Special Thanks to JLCPCB for sponsoring this project. JLCPCB Prototype for $2 (Any Color): https://jlcpcb.com

The board finally arrived so I rushed to assemble one to test. I filmed the process in usual fashion and to demonstrate the functionality.

Here's a few glamor shots of the assembled pcb working.

I didn't really go into detail how the software works in the video so we can explore that now. I drew a simplified flow chart to illustrate what the software generally does

The software is fairly simple with really only three main modes: the main screen, telling a fortune, and sleep. The transition between each mode is initiated as shown in the diagram above.

For selecting a random fortune to display, I opted for the age old psuedo-random function (basically a glorified linear feedback shift register). The main issue though is while seemingly random, without seeding a different value the sequence will always be the same. To get around this I count the length of time the user presses the button (and mask this by having them hold it to "shake" the 8 ball with accompanying animation) in order to seed the random function with a different value each time.

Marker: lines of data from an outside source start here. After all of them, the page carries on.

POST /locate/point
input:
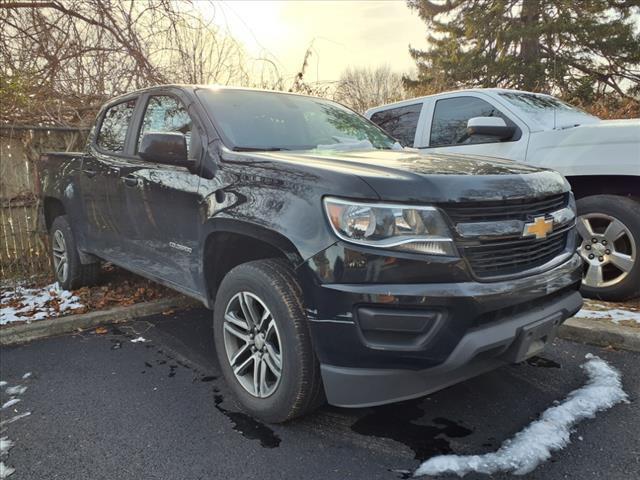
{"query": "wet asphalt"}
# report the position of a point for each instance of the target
(103, 407)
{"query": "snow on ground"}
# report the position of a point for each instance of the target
(9, 403)
(616, 315)
(28, 304)
(5, 443)
(551, 432)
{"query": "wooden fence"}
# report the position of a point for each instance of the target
(23, 245)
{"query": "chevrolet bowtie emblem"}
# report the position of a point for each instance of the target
(539, 227)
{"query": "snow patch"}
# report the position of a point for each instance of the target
(533, 445)
(616, 315)
(9, 403)
(5, 445)
(28, 304)
(5, 471)
(17, 390)
(14, 419)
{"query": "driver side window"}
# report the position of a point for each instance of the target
(450, 117)
(167, 114)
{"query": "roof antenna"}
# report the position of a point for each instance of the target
(555, 79)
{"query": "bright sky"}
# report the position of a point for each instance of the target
(344, 33)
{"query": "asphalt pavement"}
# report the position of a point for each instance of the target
(104, 407)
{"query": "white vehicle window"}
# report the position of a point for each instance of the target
(547, 110)
(401, 122)
(450, 117)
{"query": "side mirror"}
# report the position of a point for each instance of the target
(167, 147)
(491, 126)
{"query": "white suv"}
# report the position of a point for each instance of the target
(599, 158)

Now after assembling the first board I've found some things that could be further improved. For starters I didn't think about the battery holder placement and it currently blocks access to the OLED pin solder pads on the back so the screen must be soldered from the front. PCB rev 2 will have the battery holder moved down so that the pads are exposed and easily solderable from the back. Additionally I found that even in the deepest sleep state the atmega supports, the device draws somewhere near 30uA. While not horrible this means with a standard ~220mAh CR2032 battery, it will only last just short of a year on standby.

I have a feeling much of that is due to the OLED being permanently connected to the battery and relying on its own controller's sleep functionality. In the next revision I'll probably power the OLED supply pin directly from one of the atmega's outputs so it can be completely turned off during power down.

Now as for the final cherry on top before giving this to the recipient, I plan on 3d printing a little case to pressure fit the pcb into so it's better protected. The design for that will be covered in the next log.